Yeah but non-flash apps hit 100%. So are you 100% sure that all your users
have flash usability all the time? So you have factored in the extra code to
detect browsers with & without and covered the 4% or portions of the 96% that
may have a buggy flash install?

 _'... Saying flash reminds you of the plugin wars is pretty off track, the
war is over and a winner has been announced. ...'_

in the sense that you still have to download, install & hope they work. Now
there is another _layer_ on top to get in the way albeit with less choice.
Flash has it's place.

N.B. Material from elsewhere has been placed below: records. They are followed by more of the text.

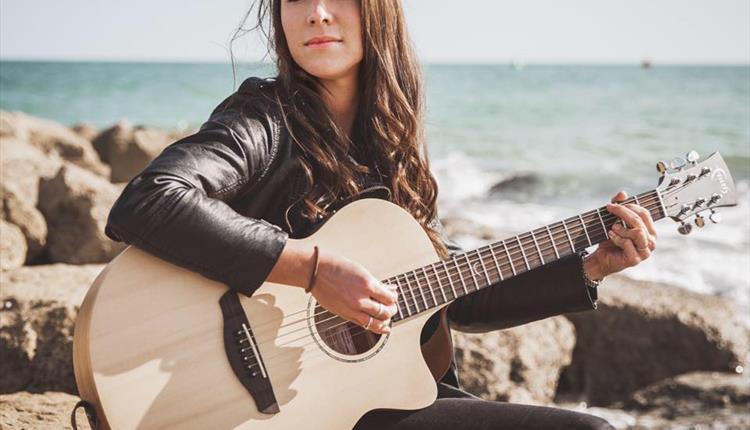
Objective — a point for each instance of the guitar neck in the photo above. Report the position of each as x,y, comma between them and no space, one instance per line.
431,286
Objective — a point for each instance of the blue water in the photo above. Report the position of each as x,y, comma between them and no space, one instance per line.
582,132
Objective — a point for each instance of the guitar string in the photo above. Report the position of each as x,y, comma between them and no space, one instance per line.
598,239
545,247
344,321
310,353
356,326
516,252
362,331
438,277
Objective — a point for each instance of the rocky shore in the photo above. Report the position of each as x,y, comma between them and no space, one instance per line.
652,356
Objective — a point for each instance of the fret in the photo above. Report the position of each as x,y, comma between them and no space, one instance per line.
520,245
429,286
512,268
460,276
541,258
661,204
565,227
486,275
494,258
552,241
584,229
604,227
440,284
420,289
414,298
450,280
471,270
401,294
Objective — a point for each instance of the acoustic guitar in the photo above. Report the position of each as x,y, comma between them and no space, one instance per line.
158,346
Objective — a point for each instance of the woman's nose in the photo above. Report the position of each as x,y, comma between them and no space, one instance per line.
320,13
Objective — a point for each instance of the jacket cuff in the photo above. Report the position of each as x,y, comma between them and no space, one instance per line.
549,290
250,275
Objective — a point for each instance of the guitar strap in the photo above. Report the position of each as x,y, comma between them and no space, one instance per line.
90,415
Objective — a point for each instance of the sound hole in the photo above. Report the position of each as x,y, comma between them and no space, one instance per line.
343,336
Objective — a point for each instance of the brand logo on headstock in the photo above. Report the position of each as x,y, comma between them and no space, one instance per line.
721,176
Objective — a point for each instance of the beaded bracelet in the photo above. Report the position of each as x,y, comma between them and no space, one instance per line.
311,284
586,280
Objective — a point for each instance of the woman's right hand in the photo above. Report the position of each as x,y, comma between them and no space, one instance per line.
350,291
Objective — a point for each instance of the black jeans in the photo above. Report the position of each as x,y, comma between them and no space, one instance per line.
457,410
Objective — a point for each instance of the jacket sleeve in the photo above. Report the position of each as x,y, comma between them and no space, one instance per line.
177,209
545,291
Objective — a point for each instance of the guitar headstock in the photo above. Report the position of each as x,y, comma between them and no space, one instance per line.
690,188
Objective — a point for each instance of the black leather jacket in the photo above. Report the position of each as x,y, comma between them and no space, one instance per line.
223,202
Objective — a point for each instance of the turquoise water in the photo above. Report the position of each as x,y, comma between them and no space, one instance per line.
580,132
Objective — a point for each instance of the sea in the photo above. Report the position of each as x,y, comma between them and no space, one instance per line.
512,147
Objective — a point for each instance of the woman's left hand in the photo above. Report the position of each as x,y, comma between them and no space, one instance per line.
626,247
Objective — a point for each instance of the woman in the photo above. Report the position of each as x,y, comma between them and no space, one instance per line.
343,120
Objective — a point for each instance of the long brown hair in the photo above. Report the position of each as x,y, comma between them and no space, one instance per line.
388,123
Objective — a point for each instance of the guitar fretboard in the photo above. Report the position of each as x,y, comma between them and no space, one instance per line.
430,286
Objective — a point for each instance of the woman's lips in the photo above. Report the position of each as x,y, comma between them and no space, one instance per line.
325,44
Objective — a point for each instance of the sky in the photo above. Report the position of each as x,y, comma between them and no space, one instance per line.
443,31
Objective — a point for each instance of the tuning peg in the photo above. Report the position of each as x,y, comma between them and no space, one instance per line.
661,167
715,217
692,157
685,228
677,163
700,221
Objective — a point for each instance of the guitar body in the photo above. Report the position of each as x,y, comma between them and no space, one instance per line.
149,347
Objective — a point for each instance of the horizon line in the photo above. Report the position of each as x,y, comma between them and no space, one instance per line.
516,61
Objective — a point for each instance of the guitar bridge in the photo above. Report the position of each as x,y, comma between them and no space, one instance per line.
244,356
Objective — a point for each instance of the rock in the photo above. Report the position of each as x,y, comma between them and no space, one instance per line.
53,138
21,166
694,391
17,211
75,204
129,149
697,400
456,227
86,131
12,246
40,304
516,183
47,411
644,332
521,364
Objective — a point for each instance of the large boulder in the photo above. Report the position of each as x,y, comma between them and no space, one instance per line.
644,332
52,138
129,149
39,306
75,204
521,364
12,246
16,209
696,400
47,411
22,165
86,131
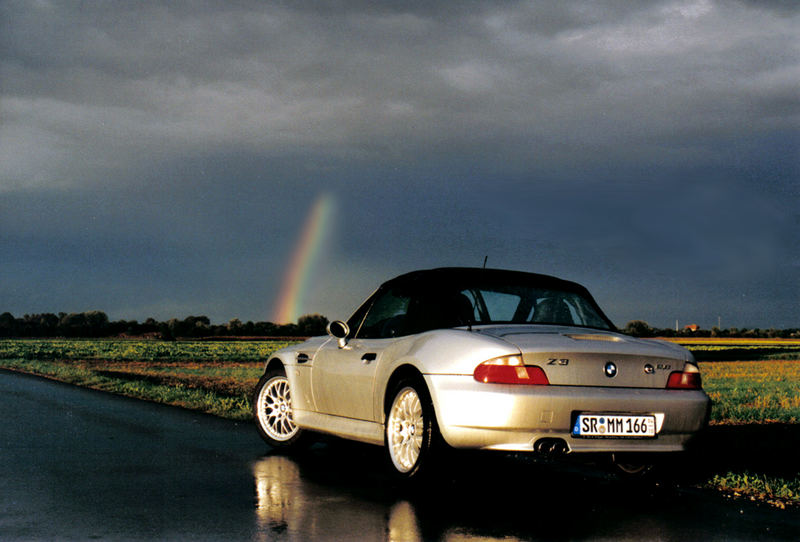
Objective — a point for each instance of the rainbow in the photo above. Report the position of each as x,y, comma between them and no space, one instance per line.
296,280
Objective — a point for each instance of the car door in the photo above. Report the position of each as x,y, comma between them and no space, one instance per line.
343,379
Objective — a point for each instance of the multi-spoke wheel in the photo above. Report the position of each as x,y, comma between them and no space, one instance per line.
272,408
411,429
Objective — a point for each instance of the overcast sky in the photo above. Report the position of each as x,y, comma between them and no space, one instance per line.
161,159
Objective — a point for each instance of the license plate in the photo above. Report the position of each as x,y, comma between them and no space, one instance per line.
614,426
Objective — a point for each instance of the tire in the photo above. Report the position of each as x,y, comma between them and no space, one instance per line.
272,410
411,435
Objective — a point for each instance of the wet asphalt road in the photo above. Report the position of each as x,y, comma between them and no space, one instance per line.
82,465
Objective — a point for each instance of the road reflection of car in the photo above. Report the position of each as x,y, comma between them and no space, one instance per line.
483,359
291,508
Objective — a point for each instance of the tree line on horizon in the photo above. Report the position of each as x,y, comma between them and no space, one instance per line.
640,328
96,324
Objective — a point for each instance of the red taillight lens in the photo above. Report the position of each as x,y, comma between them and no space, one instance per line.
684,380
509,370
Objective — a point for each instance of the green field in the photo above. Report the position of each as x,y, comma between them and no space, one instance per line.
756,401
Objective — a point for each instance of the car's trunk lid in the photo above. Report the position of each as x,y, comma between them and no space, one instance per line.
581,357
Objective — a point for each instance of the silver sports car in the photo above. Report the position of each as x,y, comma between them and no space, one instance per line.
483,359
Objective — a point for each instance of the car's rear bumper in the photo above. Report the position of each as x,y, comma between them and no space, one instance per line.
471,414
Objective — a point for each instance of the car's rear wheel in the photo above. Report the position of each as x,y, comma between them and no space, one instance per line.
272,409
411,433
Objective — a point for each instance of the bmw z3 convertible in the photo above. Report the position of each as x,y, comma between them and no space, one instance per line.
483,359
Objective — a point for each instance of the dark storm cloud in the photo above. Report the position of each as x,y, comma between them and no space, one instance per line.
655,142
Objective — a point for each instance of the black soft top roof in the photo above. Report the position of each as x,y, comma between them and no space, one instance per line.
448,278
445,276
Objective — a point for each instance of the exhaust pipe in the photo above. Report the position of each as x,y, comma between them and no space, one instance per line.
551,446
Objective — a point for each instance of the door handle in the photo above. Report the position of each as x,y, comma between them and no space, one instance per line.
370,356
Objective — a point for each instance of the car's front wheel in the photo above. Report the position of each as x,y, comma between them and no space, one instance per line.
411,434
272,409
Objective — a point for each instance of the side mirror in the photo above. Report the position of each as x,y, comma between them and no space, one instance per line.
340,330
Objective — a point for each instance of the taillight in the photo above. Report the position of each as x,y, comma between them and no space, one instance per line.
509,370
688,379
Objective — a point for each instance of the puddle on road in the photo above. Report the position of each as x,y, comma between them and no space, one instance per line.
343,494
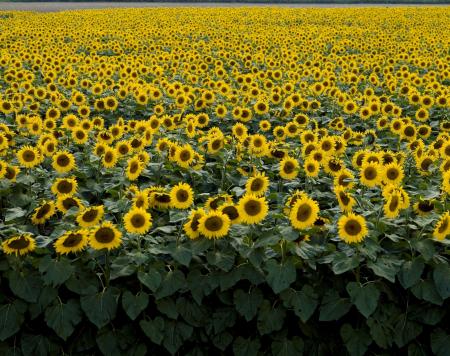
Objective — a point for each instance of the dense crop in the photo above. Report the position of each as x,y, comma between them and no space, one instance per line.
241,180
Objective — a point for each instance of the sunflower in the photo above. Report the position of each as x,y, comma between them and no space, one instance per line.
12,172
184,156
134,168
63,161
72,242
29,156
352,228
141,200
192,225
393,205
289,168
181,196
137,221
213,203
371,174
65,202
304,213
109,158
257,185
214,224
345,199
311,167
424,207
442,228
19,245
90,216
252,209
393,173
231,211
43,212
65,186
106,236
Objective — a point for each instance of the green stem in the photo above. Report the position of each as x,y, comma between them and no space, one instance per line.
107,269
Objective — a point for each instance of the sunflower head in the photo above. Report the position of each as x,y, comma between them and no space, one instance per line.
71,242
105,236
19,245
352,228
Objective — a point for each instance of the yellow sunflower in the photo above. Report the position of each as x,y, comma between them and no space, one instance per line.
304,213
289,168
137,221
214,224
63,161
134,168
29,156
371,174
19,245
72,242
65,202
106,236
257,185
442,228
90,216
252,209
181,196
352,228
65,186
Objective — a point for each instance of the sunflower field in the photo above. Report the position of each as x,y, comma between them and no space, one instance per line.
241,181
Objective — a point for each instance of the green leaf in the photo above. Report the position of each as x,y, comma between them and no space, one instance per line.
82,283
28,287
182,255
222,340
11,318
100,308
441,276
406,331
270,319
426,290
410,273
365,298
176,333
386,267
63,318
356,341
173,281
342,263
107,342
333,307
247,304
55,272
134,304
151,279
191,312
303,302
154,329
440,342
286,347
246,347
220,259
280,275
37,345
14,213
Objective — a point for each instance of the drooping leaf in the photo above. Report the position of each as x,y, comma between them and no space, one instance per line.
247,304
100,308
63,318
280,275
134,304
365,298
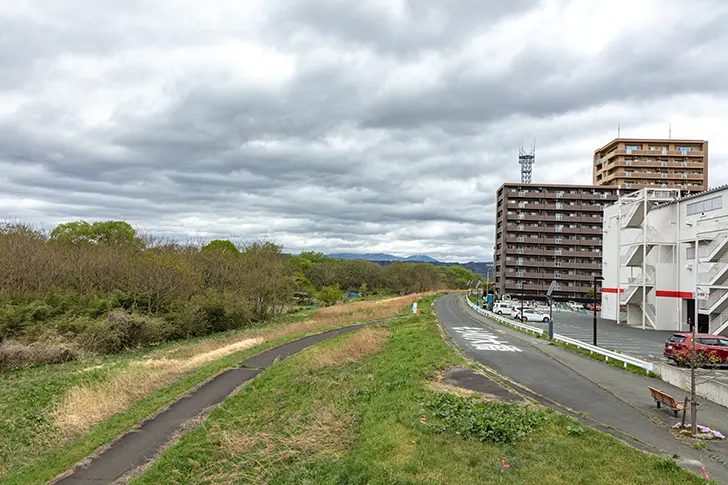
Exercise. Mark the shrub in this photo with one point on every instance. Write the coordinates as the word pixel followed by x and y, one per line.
pixel 330 294
pixel 96 337
pixel 15 355
pixel 495 422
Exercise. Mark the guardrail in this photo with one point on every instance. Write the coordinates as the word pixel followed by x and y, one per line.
pixel 608 354
pixel 486 313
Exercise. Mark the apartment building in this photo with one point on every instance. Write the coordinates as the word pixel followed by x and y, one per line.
pixel 653 275
pixel 636 164
pixel 546 233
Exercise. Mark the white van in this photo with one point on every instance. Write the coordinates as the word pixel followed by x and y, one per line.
pixel 503 307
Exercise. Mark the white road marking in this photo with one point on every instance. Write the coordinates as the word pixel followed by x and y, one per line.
pixel 483 340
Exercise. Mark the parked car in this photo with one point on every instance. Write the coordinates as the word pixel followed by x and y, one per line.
pixel 504 307
pixel 529 315
pixel 712 349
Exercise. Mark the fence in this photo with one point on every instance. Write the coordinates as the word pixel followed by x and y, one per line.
pixel 608 354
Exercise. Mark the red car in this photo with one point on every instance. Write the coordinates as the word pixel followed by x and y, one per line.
pixel 711 349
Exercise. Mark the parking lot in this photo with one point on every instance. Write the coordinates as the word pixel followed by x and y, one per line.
pixel 647 344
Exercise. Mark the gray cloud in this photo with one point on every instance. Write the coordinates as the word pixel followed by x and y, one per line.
pixel 337 125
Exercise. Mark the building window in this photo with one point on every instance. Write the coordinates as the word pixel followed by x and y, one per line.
pixel 713 203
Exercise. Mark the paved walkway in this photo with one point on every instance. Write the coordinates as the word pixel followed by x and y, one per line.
pixel 140 446
pixel 576 382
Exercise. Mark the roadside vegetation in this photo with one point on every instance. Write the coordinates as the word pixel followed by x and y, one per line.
pixel 53 416
pixel 362 408
pixel 103 288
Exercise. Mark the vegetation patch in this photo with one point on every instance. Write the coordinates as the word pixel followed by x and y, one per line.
pixel 495 422
pixel 52 417
pixel 365 342
pixel 367 414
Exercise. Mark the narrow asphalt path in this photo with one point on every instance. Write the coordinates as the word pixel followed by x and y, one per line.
pixel 138 447
pixel 518 358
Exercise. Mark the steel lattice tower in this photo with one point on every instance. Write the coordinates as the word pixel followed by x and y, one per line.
pixel 526 159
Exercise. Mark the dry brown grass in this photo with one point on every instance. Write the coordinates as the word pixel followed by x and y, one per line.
pixel 84 406
pixel 364 342
pixel 326 433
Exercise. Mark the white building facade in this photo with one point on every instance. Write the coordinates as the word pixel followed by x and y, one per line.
pixel 652 276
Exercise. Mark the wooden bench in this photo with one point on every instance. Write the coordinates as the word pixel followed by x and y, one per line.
pixel 661 397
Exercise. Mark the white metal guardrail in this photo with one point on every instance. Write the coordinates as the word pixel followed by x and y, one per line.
pixel 608 354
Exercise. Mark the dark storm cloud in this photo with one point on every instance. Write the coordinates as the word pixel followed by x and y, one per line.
pixel 335 125
pixel 403 29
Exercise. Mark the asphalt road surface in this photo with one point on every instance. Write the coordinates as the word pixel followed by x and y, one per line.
pixel 647 344
pixel 517 357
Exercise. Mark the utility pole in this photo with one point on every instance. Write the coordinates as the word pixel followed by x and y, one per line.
pixel 693 357
pixel 594 309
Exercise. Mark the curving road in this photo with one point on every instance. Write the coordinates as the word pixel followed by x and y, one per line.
pixel 518 357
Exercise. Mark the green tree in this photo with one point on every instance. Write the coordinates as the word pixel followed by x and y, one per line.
pixel 329 294
pixel 76 232
pixel 221 246
pixel 102 232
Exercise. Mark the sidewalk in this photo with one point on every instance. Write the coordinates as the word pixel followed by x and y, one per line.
pixel 632 389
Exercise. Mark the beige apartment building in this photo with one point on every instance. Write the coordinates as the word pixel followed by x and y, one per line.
pixel 548 233
pixel 634 164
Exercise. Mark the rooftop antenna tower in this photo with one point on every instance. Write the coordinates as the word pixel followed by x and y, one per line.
pixel 527 159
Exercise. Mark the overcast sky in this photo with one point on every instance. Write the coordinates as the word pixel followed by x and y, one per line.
pixel 358 126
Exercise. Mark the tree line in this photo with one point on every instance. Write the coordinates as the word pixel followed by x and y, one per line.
pixel 104 287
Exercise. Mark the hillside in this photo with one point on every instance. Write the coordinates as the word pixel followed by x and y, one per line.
pixel 419 258
pixel 481 268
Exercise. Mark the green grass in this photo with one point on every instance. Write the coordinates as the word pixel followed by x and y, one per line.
pixel 31 448
pixel 274 430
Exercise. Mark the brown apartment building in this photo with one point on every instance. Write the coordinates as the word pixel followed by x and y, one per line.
pixel 639 163
pixel 546 233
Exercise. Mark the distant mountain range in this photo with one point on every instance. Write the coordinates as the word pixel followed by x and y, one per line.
pixel 483 268
pixel 418 258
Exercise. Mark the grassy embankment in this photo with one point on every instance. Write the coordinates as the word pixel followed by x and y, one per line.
pixel 52 417
pixel 348 411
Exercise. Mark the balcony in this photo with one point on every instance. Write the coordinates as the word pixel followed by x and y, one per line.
pixel 717 249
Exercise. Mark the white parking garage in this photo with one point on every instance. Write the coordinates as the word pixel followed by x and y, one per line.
pixel 653 274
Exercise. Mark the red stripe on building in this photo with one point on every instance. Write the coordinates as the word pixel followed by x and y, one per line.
pixel 673 294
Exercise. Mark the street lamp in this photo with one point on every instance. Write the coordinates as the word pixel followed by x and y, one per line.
pixel 594 308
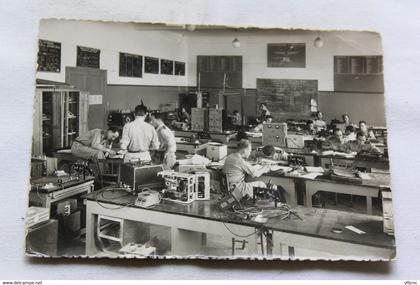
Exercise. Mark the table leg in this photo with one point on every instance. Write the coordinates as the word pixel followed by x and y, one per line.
pixel 90 246
pixel 308 197
pixel 185 242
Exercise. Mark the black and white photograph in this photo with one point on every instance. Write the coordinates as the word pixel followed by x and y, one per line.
pixel 267 144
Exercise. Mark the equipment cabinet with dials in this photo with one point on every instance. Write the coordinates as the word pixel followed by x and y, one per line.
pixel 60 115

But in moderation. It's just another form of vendor
lock-in for developers and cannot always guarantee anything approaching usable
results when it fails.

_'... About 99% of the time, the presence of Flash on a website constitutes a
usability disease ...'_ [0]

It doesn't have to be that way when most of the time there are alternatives.
Neilson recognised using flash as a problem in 2000 [1] and despite what he
says in 2002 it's still the choice of developers, designers who want to limit
their users interactions. [2]

Reference

[0] Jakob Nielsen, Useit.com, 'Flash: 99% Bad'

<http://www.useit.com/alertbox/20001029.html>

[1] Jakob Nielsen, Useit.com, 'Flash: 99% Bad, Update Added June 3, 2002:
Flash Now Improved', Ibid.

[2] Flickr makes good use of flash in their set & collection tool. But I had
the case last year where a bug in the Flash version for Fox scrubbed all the
text in all Flash rendered screens leaving me to guess the manipulation
process.

------
imp
This article definitely got me more excited about Apollo than the previous
reviews I read when it first came out. I can think of one instance where it
might be of use to me, assuming I only have to click one button to convert my
web-app to an Apollo-app. It'll be interesting how closely the final product
comes to meeting these ambitious goals.